I missed Clegg’s first performance because the volcano had caused me to get stuck in France. Thanks to a surprisingly luxurious ferry (I know that sounds like a contradiction, but a huge cabin with a kingsize bed, private bathroom and breakfast-in-bed hands Brittany Ferries my vote for Most Stylish Cross-Channel Ferry), I arrived back in time to miss the wedding of my old friend, Christopher Graham.
Chris has one of the most powerful jobs in Britain: he’s our Information Commissioner. Appointed by the Crown, his job is to promote openness by public bodies and protect the privacy of our data. He’s the chap who decides what we should know about our elected representatives and what the government should know about us. In short, he’s our country’s Head of Fairness and Openness, the bloke you go to if you want to find out what our MPs and public corporations are doing or spending.
We met in the early 1970s when we were both BBC news trainees. Chris had been interested in politics all his life: he was a Liverpool city councillor at the age of 21 and he tried in vain to become an MP in the 1980s. It was Chris who first drew my attention to the plight of the Liberals.
He and I had volunteered to work on the results programme on the February 1974 election. Chris was very excited because the Libs, or Soggies as we unkindly called them, were on the verge of a breakthrough. If they achieved over 21% of the popular vote, they’d end up with maybe fifty MPs, compared to the six they currently had. At long last there would be a third force in British politics.
In fact, the Libs succeeded in doubling their vote to 6 million, more than half the support of either big party, but won only 14 seats. Statistically that meant (as Chris would recite endlessly to anyone who would listen) it took just 39,000 votes to elect a Labour MP, but 433,000 votes to elect a Liberal. That’s simply not fair, said Chris. And it still isn’t.

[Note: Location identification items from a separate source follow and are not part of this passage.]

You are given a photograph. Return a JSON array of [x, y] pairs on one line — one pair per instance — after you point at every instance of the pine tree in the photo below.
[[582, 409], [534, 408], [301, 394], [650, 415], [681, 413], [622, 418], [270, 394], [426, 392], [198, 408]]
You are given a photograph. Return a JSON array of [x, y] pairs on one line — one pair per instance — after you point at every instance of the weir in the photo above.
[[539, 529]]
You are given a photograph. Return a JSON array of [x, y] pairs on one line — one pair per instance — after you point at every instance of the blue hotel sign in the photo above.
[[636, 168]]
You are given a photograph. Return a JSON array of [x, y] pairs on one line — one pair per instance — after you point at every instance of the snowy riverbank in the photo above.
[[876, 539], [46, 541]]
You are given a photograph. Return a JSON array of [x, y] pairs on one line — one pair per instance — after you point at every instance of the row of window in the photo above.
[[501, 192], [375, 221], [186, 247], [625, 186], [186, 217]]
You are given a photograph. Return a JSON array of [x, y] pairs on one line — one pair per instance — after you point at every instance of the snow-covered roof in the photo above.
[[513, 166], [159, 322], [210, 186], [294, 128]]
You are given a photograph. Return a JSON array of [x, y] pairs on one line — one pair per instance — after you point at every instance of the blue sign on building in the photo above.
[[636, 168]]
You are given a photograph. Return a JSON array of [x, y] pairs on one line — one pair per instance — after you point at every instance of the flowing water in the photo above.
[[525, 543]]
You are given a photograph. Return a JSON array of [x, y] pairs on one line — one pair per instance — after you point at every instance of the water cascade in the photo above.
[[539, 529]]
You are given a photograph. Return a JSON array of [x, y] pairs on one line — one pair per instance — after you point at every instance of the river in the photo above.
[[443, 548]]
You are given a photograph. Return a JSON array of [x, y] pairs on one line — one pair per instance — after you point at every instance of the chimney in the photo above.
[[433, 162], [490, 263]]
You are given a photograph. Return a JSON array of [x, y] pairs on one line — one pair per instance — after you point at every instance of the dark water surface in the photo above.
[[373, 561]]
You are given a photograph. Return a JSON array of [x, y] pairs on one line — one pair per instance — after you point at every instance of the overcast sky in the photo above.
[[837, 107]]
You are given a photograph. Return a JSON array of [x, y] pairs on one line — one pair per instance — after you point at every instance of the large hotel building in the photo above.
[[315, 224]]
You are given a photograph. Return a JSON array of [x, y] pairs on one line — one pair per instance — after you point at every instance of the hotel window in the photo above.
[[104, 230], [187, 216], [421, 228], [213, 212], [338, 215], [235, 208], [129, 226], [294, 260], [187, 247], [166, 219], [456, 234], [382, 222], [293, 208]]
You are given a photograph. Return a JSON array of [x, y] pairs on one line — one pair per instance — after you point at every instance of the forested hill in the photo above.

Even if Clegg gets 30% of the vote, he’ll only get around 100 seats – compared to the 200 he deserves. And that’s plain wrong: our cockeyed version of democracy means that if one party is supported by around 39%, that party can pretty well ignore the views of the 61% who voted against them.
After the 1974 election, Ted Heath desperately tried to keep power by seeking a coalition with the Liberals. But Jeremy Thorpe’s condition – electoral reform – was a dealbreaker. This time, the winner will be the party that offers voting reform first. Irrespective of which party gets the most votes on May 6th, unless Clegg falls flat on his face in this Thursday’s debate we’re likely to have coalition politics in Britain forever. That means Lib Dems in government for the foreseeable future.
And that, of course, is perfectly fair. If the Lib Dem vote sticks at around 30%, the British public isn’t going to tolerate Labour, with fewer votes, getting substantially more seats and possibly even forming a government.
Nick Clegg’s newfound popularity has exposed the obsolescence of the British voting system, which will have a serious crisis of legitimacy unless the established parties offer complete reform. The baby is walking – there’s no going back now.